Environmental sustainability is important to people in affected coalmining communities. During the inquiry I chaired, I heard from people who felt that mining, while it brought economic prosperity, impacted on the air, the water and the soil, and as a result affected people's health. They do not want to see their local environment suffer further as their economies diversify. The amendments will also mandate a public register for all programs and projects funded by the Royalties for Rejuvenation fund. Expenditure from the fund should be publicly available because it is well known that transparency encourages the best decision-making. Local communities, industries, business groups and councils will want to know what investment will occur in their region to help create jobs and alleviate the impacts of mining closures. My amendments will ensure that the existing regulation-making powers for the operations of expert panels can include provisions for public consultation for certain advice and recommendations. It is appropriate for expert panels to consult with the communities they represent in order to understand the needs of the community, and the suitability of programs and projects because that can improve the advice and recommendations provided to the Minister.

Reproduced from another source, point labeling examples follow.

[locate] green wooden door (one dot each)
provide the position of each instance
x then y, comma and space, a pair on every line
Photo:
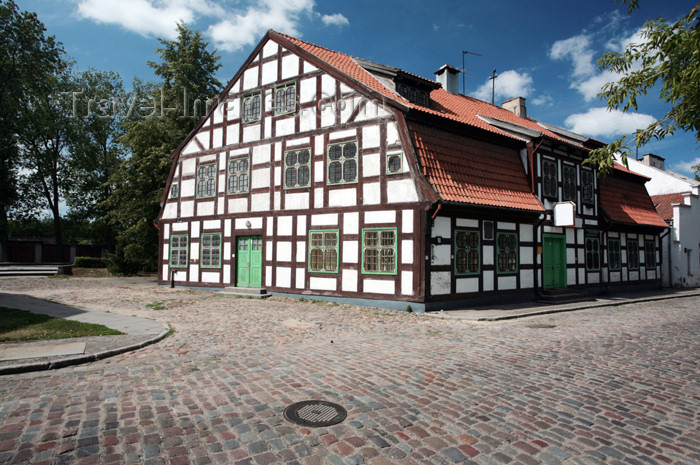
553, 261
249, 261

The amendments also create a register, where a summary of advice and recommendations provided to the Minister by an expert panel is published. That will ensure that the public can assess that information and understand how decisions have been made. The register will also include the members of each expert panel so that the community knows who is representing them in the process. There is good reason to provide that information to the community. Inconsequential amendments also update the language used in the bill, including replacing a reference to "refused" with "rejected" and replacing a reference to "refusal" with "rejection". The Government alerted me to those errors and I am happy to make the changes as part of my suite of amendments. I thank the Deputy Premier for working collaboratively with me and the member for Lake Macquarie on improvements to the bill. The amendments are about transparency, accountability and public involvement. I commend the amendments to the House.